Well Christopher Proudfoot answers that question in the latest FTR. His article on the "Frusto-Conical Re-entrant Diaphragm" mentions it was patented by a Mr. Cottons who also patented the use of "whalebone stylus bar springs" which were use on The Three Muses' Tremusa soundbox.
Now just that is worth a years subscription of FTR.
Thank you Christopher!
Very interesting indeed.

This information is also mentioned in the October 1978 copy of the Hillandale News 104:

' The Tremusa (also found as the ‘Three Muses’, produced by Repeating
Gamophones Ltd., of Bond St.) is, like the Barcrole, of solid aluminium construction; it has a composition
diaphragm, and the stylus-bar is held in tension by two flat springs of whalebone'.

Link: https://archive.org/stream/HillandaleNe ... 4_djvu.txt
Terrific! I did read that recent article but admittedly, had long since lost interest in my Three Muses soundbox. With its Frusto-Conical Re-entrant Diaphragm indeed - good grief - presumably also vitified with fortamins.

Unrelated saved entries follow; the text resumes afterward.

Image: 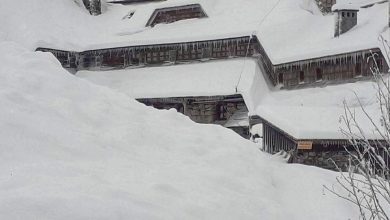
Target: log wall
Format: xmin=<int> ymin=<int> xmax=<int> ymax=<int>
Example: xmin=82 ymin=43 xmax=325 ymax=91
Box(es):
xmin=77 ymin=36 xmax=255 ymax=69
xmin=146 ymin=4 xmax=207 ymax=27
xmin=36 ymin=36 xmax=389 ymax=90
xmin=137 ymin=95 xmax=249 ymax=136
xmin=274 ymin=49 xmax=388 ymax=89
xmin=258 ymin=117 xmax=390 ymax=171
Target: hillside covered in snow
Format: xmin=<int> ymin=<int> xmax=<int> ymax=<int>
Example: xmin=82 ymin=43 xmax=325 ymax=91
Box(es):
xmin=0 ymin=39 xmax=362 ymax=220
xmin=0 ymin=0 xmax=388 ymax=219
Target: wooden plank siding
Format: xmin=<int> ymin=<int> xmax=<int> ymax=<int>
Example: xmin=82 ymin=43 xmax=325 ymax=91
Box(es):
xmin=38 ymin=36 xmax=255 ymax=70
xmin=146 ymin=4 xmax=207 ymax=27
xmin=137 ymin=94 xmax=250 ymax=137
xmin=274 ymin=49 xmax=388 ymax=89
xmin=261 ymin=118 xmax=297 ymax=154
xmin=36 ymin=35 xmax=388 ymax=89
xmin=255 ymin=116 xmax=390 ymax=170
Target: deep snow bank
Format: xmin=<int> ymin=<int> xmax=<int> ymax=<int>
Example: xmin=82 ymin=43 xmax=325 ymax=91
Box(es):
xmin=0 ymin=41 xmax=359 ymax=219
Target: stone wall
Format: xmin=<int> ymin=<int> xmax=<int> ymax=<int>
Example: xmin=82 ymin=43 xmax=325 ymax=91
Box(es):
xmin=137 ymin=95 xmax=250 ymax=137
xmin=292 ymin=150 xmax=353 ymax=171
xmin=186 ymin=102 xmax=217 ymax=123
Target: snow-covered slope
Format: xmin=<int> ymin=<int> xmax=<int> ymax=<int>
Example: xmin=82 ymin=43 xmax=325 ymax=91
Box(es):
xmin=1 ymin=0 xmax=387 ymax=218
xmin=0 ymin=41 xmax=361 ymax=219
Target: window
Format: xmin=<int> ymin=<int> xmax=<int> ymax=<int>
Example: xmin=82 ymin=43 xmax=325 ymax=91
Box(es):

Re: The Three Muses repeating gramophone

Posted: Fri Aug 01, 2025 11:02 am
by VanEpsFan1914
The frustrum of a cone should make for a rather decent diaphragm anyway. It is nothing more than a flattened truncation of a cone after all. Certainly a better notion, at least on paper, than the old flat mica we're used to in early reproducers.